A 4-legged walker, the goal is learning to walk straight as fast as possible. 8 actions (motor torques) and 30 observations.

DL algorithm

To train the Neural Networks to solve the tasks we used a reinforcement learning algorithm known as Proximal Policy Optimization (PPO). PPO is an on-policy actor-critic algorithm, thus you will find 2 NNs: the first one given the state prescribes an action (Policy), the second given the state evaluates the value function (VF).

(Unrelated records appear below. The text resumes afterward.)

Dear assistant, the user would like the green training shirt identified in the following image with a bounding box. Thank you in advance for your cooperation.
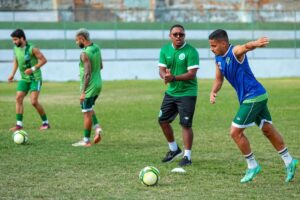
[79,43,102,98]
[158,42,199,97]
[14,43,41,82]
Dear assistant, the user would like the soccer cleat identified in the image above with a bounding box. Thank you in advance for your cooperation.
[9,125,23,132]
[40,123,50,130]
[72,140,92,147]
[178,156,192,167]
[162,146,182,163]
[240,165,262,183]
[93,127,102,144]
[285,159,299,182]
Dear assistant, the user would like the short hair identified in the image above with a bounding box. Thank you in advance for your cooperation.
[11,29,26,40]
[209,29,229,43]
[170,24,185,33]
[76,28,90,41]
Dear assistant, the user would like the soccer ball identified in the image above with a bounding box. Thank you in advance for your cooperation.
[12,130,28,144]
[139,166,160,186]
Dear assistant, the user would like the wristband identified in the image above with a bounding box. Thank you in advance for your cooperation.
[31,66,36,72]
[172,75,176,82]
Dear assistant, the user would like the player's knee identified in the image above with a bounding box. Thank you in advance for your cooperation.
[16,95,23,103]
[262,124,273,137]
[31,99,39,107]
[230,128,242,139]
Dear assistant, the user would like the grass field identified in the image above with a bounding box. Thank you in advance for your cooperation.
[0,79,299,199]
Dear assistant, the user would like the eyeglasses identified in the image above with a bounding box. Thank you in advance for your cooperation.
[172,33,185,38]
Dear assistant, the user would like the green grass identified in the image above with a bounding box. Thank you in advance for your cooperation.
[1,39,299,49]
[0,79,299,199]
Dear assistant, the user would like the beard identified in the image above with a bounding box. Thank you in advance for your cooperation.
[15,42,22,47]
[79,43,84,49]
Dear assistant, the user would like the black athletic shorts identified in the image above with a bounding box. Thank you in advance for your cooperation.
[158,93,197,127]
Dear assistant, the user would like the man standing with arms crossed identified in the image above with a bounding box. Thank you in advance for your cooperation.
[8,29,50,131]
[208,29,298,183]
[72,28,103,147]
[158,24,199,166]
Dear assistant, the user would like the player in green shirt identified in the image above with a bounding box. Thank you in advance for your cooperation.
[8,29,50,131]
[158,24,199,166]
[72,28,103,147]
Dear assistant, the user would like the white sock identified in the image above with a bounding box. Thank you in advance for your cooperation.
[83,137,90,143]
[278,147,293,167]
[168,141,178,151]
[184,150,191,160]
[16,121,23,126]
[95,127,102,135]
[244,152,258,169]
[42,120,49,124]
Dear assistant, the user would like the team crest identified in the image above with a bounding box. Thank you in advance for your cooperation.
[226,57,230,65]
[179,53,185,60]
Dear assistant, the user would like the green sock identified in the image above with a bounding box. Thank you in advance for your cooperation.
[16,114,23,121]
[92,114,99,126]
[84,129,91,138]
[40,114,48,121]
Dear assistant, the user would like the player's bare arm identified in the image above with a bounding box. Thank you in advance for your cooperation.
[159,66,167,79]
[164,68,198,84]
[210,64,224,104]
[233,37,269,62]
[80,52,92,102]
[24,48,47,75]
[8,58,18,82]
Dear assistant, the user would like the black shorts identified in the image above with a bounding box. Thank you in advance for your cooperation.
[158,93,197,127]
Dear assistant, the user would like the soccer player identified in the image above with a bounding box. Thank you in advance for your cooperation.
[72,28,103,147]
[8,29,50,131]
[158,24,199,166]
[208,29,298,183]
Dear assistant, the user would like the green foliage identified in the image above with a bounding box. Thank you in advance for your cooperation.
[0,79,299,199]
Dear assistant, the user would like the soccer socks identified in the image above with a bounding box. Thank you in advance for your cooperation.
[40,114,49,125]
[184,150,192,160]
[244,152,258,169]
[278,147,293,167]
[168,141,178,152]
[16,113,23,126]
[92,114,99,127]
[84,129,91,139]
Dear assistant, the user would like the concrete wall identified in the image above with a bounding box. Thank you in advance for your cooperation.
[1,58,300,82]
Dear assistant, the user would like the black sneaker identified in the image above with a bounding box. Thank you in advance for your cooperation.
[178,156,192,166]
[162,147,182,163]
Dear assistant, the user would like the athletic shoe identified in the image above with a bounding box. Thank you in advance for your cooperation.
[93,127,102,144]
[40,123,50,130]
[9,125,23,132]
[240,165,262,183]
[285,159,299,182]
[178,156,192,167]
[162,147,182,163]
[72,140,92,147]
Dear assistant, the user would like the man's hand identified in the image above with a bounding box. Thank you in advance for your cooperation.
[8,74,14,82]
[253,37,269,48]
[24,68,33,75]
[164,69,175,84]
[80,93,85,103]
[210,92,217,104]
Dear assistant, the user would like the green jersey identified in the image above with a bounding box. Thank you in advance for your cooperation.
[14,43,41,82]
[158,42,199,97]
[79,43,102,98]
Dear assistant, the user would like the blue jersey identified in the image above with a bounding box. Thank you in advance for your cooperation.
[215,45,266,104]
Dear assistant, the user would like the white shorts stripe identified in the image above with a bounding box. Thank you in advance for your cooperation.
[232,122,255,129]
[259,119,273,129]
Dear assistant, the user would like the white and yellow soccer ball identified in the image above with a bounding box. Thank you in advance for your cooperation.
[12,130,29,144]
[139,166,160,186]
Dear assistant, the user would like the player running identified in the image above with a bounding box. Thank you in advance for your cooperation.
[208,29,298,183]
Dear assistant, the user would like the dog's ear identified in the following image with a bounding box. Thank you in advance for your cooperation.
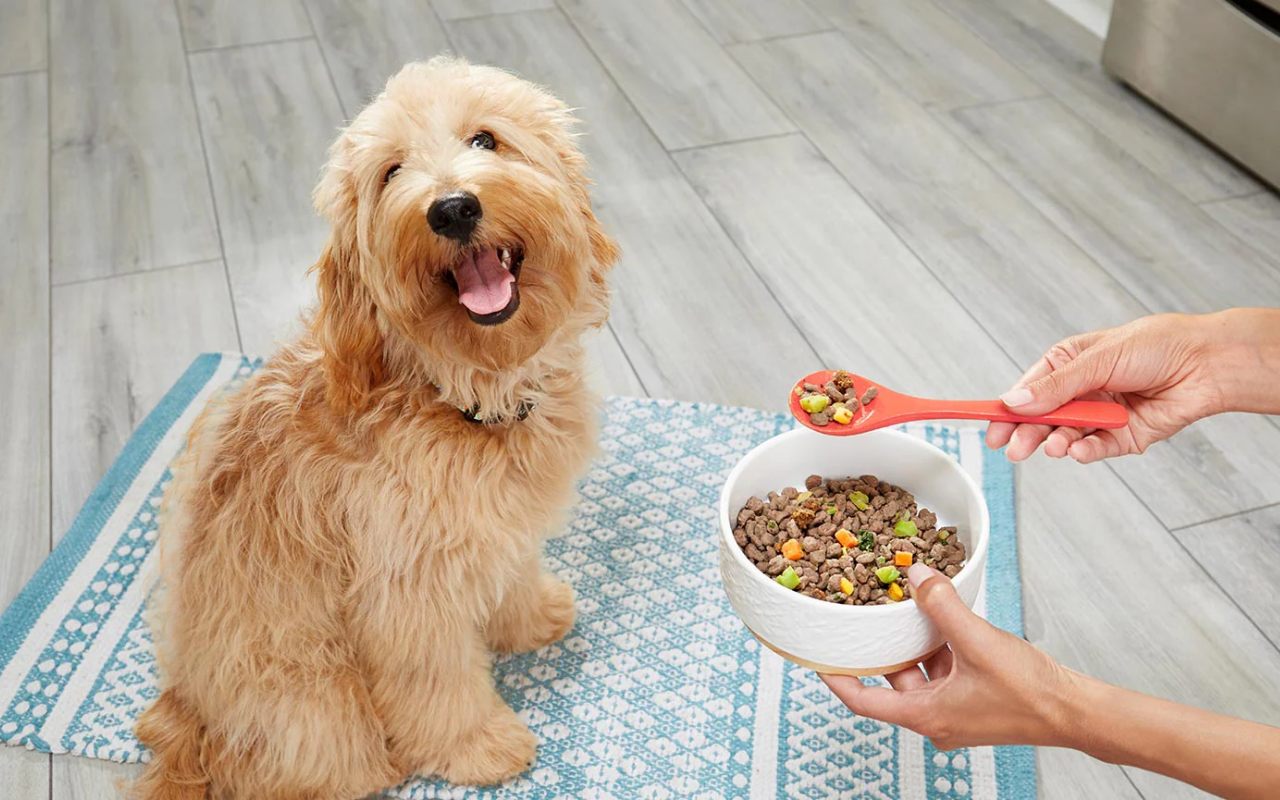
[309,140,385,413]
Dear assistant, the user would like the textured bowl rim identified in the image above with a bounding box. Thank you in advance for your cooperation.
[718,427,991,615]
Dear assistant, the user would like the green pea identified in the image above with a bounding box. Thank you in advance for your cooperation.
[799,394,830,414]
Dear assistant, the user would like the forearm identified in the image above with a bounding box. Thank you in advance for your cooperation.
[1200,307,1280,415]
[1055,670,1280,799]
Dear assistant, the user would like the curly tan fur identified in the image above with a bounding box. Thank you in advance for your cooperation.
[131,58,617,799]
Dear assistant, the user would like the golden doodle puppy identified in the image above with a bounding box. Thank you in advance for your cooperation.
[132,58,617,799]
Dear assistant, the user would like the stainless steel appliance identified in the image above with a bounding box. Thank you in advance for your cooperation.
[1103,0,1280,189]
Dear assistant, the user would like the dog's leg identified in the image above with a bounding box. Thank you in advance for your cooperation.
[374,621,536,786]
[486,564,576,654]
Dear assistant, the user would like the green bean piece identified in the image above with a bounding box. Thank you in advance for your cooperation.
[875,566,901,585]
[775,567,801,590]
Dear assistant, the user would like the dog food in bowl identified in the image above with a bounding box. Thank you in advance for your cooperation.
[732,474,965,605]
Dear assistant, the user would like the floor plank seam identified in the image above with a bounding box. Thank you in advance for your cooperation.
[716,28,838,47]
[1118,764,1150,800]
[297,2,353,121]
[50,257,225,289]
[1104,461,1280,658]
[605,322,651,398]
[1198,189,1272,207]
[184,33,315,56]
[664,137,826,372]
[947,91,1051,113]
[174,0,244,354]
[0,67,47,79]
[1169,499,1280,532]
[665,129,796,154]
[553,0,794,149]
[547,2,824,371]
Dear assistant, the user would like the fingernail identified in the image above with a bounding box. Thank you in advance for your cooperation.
[1000,387,1033,407]
[907,563,933,587]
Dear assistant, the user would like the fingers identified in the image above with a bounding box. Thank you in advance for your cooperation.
[923,645,953,681]
[1067,430,1128,464]
[985,421,1015,450]
[1004,423,1053,461]
[1000,332,1117,416]
[821,674,923,728]
[885,665,928,692]
[906,564,984,649]
[1043,426,1086,458]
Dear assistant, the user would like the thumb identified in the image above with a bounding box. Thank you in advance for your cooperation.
[907,563,981,648]
[1000,346,1113,416]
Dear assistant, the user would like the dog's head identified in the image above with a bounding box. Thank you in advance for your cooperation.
[310,58,618,412]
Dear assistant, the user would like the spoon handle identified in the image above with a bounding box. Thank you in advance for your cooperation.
[906,398,1129,429]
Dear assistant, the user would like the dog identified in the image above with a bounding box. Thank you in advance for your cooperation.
[132,57,618,799]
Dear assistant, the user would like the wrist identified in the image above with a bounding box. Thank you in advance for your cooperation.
[1048,668,1117,756]
[1195,308,1280,415]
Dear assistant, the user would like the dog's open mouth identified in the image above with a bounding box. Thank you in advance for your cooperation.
[444,245,525,325]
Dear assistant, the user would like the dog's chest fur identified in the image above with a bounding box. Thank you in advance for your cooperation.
[342,381,598,650]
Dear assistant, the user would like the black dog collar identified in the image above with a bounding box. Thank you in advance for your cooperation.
[459,399,536,425]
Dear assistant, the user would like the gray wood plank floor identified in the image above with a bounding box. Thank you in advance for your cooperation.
[2,1,1278,797]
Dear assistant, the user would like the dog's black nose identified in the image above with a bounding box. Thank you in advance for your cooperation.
[427,191,482,241]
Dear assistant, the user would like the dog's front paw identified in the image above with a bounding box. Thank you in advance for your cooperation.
[438,709,537,786]
[489,576,576,654]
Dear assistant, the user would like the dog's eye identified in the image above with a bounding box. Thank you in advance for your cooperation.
[383,164,401,183]
[469,131,497,151]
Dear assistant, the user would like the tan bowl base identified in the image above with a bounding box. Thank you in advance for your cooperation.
[747,624,944,677]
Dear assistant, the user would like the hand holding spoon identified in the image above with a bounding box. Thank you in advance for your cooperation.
[789,370,1128,436]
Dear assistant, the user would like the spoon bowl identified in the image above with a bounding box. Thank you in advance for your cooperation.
[790,370,1128,436]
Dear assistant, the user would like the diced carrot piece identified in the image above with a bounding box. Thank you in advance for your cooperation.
[781,539,804,561]
[835,529,856,548]
[893,551,913,567]
[888,583,904,602]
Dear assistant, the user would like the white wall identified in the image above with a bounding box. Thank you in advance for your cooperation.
[1044,0,1113,37]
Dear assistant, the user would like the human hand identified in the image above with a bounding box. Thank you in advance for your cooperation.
[986,313,1225,463]
[821,564,1073,750]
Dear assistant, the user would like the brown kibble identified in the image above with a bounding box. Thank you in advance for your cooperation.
[833,370,854,391]
[860,387,879,405]
[810,411,831,426]
[734,472,963,605]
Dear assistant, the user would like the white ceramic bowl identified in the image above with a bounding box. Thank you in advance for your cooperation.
[719,427,989,675]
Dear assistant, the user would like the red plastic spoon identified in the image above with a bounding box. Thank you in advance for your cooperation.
[789,370,1129,436]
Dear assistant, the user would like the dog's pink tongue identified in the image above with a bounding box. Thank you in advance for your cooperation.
[453,249,513,316]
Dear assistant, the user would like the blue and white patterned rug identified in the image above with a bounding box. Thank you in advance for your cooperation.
[0,353,1033,799]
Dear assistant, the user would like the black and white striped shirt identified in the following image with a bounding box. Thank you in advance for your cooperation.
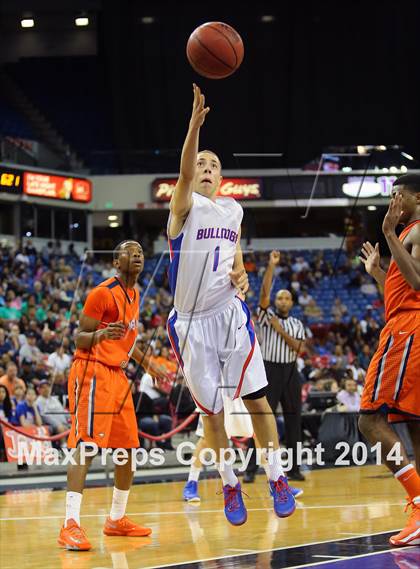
[257,306,305,364]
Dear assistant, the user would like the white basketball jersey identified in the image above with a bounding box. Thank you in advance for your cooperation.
[167,192,243,314]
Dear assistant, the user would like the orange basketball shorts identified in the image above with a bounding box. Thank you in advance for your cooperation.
[67,358,139,448]
[360,310,420,423]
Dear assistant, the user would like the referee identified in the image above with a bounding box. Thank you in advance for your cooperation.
[244,250,306,482]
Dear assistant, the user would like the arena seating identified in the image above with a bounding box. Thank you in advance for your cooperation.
[5,57,115,170]
[0,92,35,140]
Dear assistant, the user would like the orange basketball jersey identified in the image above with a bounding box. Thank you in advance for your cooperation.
[384,220,420,322]
[75,276,139,368]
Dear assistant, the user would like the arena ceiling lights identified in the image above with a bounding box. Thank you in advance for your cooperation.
[20,17,34,28]
[75,15,89,27]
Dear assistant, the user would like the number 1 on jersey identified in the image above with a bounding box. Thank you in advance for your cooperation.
[213,246,220,272]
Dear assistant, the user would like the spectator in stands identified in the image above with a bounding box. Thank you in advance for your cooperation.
[51,371,67,403]
[139,371,169,415]
[359,344,371,370]
[38,328,57,354]
[25,239,37,256]
[67,243,79,261]
[36,380,69,442]
[53,240,62,256]
[150,346,177,377]
[101,262,115,279]
[289,273,301,293]
[0,384,13,423]
[336,378,360,412]
[0,362,26,396]
[292,256,309,273]
[0,291,22,320]
[345,360,366,383]
[360,275,378,296]
[14,248,30,266]
[11,383,25,408]
[330,315,348,335]
[0,328,14,358]
[9,324,23,352]
[331,298,348,319]
[47,344,72,375]
[16,386,43,427]
[21,294,37,317]
[19,331,43,365]
[20,359,35,384]
[304,298,323,319]
[41,241,54,262]
[298,289,313,307]
[243,252,257,273]
[131,382,173,450]
[169,376,196,421]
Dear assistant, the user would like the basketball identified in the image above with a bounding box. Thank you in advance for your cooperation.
[186,22,244,79]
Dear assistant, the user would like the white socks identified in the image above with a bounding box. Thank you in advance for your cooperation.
[394,464,415,479]
[110,487,130,521]
[217,462,238,487]
[267,449,285,481]
[65,491,82,527]
[188,465,201,483]
[65,487,129,526]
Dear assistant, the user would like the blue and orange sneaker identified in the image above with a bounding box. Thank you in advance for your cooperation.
[183,480,200,502]
[290,486,303,498]
[223,483,247,526]
[269,476,296,518]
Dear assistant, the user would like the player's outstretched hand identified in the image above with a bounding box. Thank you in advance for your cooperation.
[230,267,249,295]
[382,194,403,236]
[269,250,280,266]
[359,241,380,276]
[101,321,126,340]
[189,83,210,130]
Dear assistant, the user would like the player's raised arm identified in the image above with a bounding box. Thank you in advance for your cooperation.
[359,241,386,289]
[259,251,280,309]
[169,84,210,236]
[382,194,420,290]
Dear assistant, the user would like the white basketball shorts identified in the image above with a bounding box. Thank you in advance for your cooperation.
[167,296,267,415]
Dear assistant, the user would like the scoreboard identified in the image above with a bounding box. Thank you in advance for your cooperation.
[0,166,92,203]
[0,168,22,194]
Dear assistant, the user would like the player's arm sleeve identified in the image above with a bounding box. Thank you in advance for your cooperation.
[410,224,420,272]
[74,288,114,350]
[81,287,112,325]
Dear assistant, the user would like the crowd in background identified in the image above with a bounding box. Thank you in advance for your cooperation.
[0,239,383,460]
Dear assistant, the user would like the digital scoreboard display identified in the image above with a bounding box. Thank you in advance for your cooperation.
[0,168,23,194]
[0,166,92,203]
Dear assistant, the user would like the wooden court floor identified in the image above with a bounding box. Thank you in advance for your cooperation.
[0,465,415,569]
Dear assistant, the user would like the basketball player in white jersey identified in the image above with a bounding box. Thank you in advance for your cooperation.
[166,84,296,525]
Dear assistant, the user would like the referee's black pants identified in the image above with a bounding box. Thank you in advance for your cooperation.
[245,361,302,474]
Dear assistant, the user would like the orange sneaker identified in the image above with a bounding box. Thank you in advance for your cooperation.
[103,516,152,537]
[389,499,420,547]
[58,519,92,551]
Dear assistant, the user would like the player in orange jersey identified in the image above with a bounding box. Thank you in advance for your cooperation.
[58,240,164,551]
[359,174,420,547]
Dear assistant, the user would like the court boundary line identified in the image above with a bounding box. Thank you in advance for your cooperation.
[283,545,414,569]
[0,502,405,521]
[109,529,406,569]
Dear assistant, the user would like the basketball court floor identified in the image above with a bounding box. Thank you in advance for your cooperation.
[1,464,418,568]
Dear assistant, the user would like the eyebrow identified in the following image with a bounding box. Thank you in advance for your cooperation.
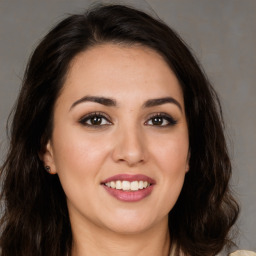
[70,95,182,112]
[70,96,117,110]
[143,97,183,112]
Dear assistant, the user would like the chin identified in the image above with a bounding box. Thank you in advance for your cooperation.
[106,222,152,235]
[101,211,165,235]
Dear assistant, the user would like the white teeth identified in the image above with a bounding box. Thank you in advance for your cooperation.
[122,181,130,191]
[110,181,116,189]
[104,180,150,191]
[116,180,122,190]
[130,181,138,191]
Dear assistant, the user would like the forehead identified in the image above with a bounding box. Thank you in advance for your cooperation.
[59,43,184,107]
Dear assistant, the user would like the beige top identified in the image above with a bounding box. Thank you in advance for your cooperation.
[229,251,256,256]
[169,245,256,256]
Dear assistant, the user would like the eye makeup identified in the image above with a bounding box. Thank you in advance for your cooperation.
[145,112,178,127]
[78,111,177,129]
[79,112,112,128]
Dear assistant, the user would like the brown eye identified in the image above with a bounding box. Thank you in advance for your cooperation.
[90,116,103,125]
[79,112,112,127]
[152,117,164,125]
[145,113,177,127]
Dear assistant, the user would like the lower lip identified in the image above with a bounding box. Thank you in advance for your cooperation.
[102,185,154,202]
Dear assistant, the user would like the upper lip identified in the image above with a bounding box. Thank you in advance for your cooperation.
[101,174,156,184]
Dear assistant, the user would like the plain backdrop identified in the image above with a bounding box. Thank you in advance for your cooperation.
[0,0,255,252]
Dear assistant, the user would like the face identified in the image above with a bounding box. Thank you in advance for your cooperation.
[43,44,189,235]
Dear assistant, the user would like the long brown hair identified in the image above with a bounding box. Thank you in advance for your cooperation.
[0,4,239,256]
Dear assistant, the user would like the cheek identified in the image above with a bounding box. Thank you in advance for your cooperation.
[53,125,109,166]
[51,132,110,209]
[149,132,188,211]
[51,128,112,191]
[157,141,187,188]
[151,130,189,173]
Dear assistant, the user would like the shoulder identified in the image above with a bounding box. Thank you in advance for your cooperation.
[229,250,256,256]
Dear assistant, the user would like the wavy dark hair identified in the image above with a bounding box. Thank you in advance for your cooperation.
[0,4,239,256]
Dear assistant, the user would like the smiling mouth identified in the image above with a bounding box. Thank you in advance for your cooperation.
[101,174,155,202]
[104,180,151,191]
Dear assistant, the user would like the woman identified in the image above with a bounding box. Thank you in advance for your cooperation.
[0,3,253,256]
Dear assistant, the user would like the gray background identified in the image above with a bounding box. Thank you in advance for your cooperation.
[0,0,255,252]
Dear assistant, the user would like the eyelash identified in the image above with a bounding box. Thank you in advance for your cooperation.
[79,112,112,128]
[78,112,177,128]
[145,112,177,127]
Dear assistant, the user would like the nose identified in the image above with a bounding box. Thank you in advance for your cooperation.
[112,124,147,167]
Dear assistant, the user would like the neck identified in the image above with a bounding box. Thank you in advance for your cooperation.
[70,217,170,256]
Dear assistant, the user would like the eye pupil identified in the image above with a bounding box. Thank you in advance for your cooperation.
[152,117,163,125]
[91,116,102,125]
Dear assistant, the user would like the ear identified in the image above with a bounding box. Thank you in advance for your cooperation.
[38,140,57,174]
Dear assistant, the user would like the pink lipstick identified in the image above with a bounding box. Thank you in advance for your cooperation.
[101,174,155,202]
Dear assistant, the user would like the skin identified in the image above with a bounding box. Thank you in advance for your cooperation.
[42,44,189,256]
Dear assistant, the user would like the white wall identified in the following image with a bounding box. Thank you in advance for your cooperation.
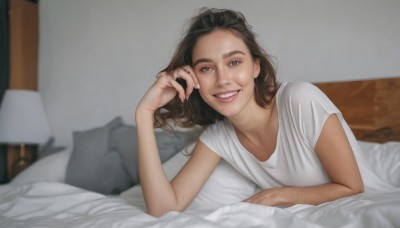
[38,0,400,148]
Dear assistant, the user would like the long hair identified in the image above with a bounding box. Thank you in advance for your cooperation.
[153,8,278,129]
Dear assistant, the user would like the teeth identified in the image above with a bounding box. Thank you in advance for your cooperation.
[216,91,237,99]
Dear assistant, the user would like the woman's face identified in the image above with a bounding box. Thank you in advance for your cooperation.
[192,29,260,118]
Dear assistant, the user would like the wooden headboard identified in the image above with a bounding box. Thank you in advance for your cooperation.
[314,77,400,143]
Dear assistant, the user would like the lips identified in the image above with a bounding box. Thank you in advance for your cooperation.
[213,90,240,102]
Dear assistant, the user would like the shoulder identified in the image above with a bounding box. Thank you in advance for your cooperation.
[199,119,234,157]
[277,81,340,125]
[200,119,231,140]
[278,81,333,108]
[277,82,341,144]
[279,82,322,101]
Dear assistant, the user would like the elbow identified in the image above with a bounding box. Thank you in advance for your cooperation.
[348,183,365,196]
[355,180,365,194]
[334,182,365,200]
[144,194,186,217]
[356,185,365,194]
[358,183,365,193]
[147,206,180,218]
[147,208,167,218]
[147,209,164,218]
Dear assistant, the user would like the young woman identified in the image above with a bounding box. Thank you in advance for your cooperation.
[136,8,364,217]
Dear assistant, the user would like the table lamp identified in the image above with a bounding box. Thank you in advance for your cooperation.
[0,89,51,177]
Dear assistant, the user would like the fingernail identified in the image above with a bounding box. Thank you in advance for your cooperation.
[196,83,200,89]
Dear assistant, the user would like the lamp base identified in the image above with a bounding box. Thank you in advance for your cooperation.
[8,144,37,179]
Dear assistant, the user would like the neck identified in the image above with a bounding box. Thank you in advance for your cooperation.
[228,99,276,138]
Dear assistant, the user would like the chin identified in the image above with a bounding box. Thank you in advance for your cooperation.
[214,106,242,118]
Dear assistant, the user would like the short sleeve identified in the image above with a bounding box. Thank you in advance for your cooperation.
[199,120,229,158]
[279,82,341,148]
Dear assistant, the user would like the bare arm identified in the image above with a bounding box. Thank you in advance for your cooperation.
[136,112,220,216]
[244,114,364,206]
[136,67,220,217]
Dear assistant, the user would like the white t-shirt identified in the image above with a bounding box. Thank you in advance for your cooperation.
[199,82,361,189]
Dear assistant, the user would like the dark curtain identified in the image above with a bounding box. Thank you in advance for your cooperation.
[0,0,10,184]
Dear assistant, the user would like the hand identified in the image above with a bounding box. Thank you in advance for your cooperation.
[137,66,199,113]
[243,187,288,207]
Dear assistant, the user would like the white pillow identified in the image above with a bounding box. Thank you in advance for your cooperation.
[120,144,259,211]
[357,140,400,190]
[186,158,259,211]
[11,149,71,186]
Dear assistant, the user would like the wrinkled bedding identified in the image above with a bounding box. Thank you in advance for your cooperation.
[0,141,399,228]
[1,182,399,228]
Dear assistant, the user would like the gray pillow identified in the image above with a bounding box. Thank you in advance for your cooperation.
[65,117,132,195]
[111,125,200,185]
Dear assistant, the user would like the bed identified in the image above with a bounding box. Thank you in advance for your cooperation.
[1,77,399,228]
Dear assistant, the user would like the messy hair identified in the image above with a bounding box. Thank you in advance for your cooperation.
[153,8,278,128]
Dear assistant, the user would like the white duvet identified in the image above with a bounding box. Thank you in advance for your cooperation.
[0,141,399,228]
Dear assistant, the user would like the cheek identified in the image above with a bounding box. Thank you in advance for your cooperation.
[198,87,208,101]
[235,70,254,85]
[197,84,215,104]
[197,76,214,89]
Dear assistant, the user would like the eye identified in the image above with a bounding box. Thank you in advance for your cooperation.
[200,66,212,73]
[230,60,241,66]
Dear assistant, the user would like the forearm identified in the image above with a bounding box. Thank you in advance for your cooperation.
[267,183,364,206]
[245,182,364,207]
[135,109,179,217]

The policy and value function codes are in the Policy.py and VF.py respectively.

How to run examples

Make sure that you are using the right Python interpreter (the one with Pychrono an Tensorflow installed). Then simply run the script with the needed keyboard arguments

Serial and Parallel Training

You can choose between "train_serial.py" and "train_parallel.py". The parallel version collects data over multiple simulations using the Python multiprocessing module. In the advanced stages of training, when episodes last longer, this feature greatly speeds up the learning process.

EXAMPLES:

Train to solve the inverted pendulum over 1000 episodes:

1 python ./train_serial.py ChronoPendulum -n 1000

Learn to make the 4-legged ant walk over 20000 episodes:

1 python ./train_parallel.py ChronoAnt -n 20000

Alternatively, launch the demo from your favorite IDE, but remember to add the required arguments.

List of command line arguments

Besides the environment name and the number of episodes, there are some other arguments, mainly to hand-tune learning parameters. ** –renderON/–renderOFF ** toggles on and off the simulation render. Consider that visualizing the render will slow down the simulation and consequentially the learning process.

  • Environment name : 'env_name'
  • Number of episodes: '-n', '–num_episodes', default=1000
  • ** –renderON / –renderOFF **
  • Discount factor: '-g', '–gamma', default=0.995
  • Lambda for GAE: -l, –lam, default=0.98
  • Kullback Leibler divergence target value: -k, –kl_targ, default=0.003
  • Batch size: -b, –batch_size, default=20

Saving and restoring

NN parameters and the other TF variables are stored inside the Policy and VF directories, while the scaler means and variances are stored in the scaler.dat saved numpy array. These files and folders are stored and used to restore a previous checkpoint.

Since they use the same NN architecture using parallel or serial version does not matter when restoring checkpoints.

Tester

To test the Policy without further improving it execute tester.py. Set ** –VideoSave ** to save screenshots from the render.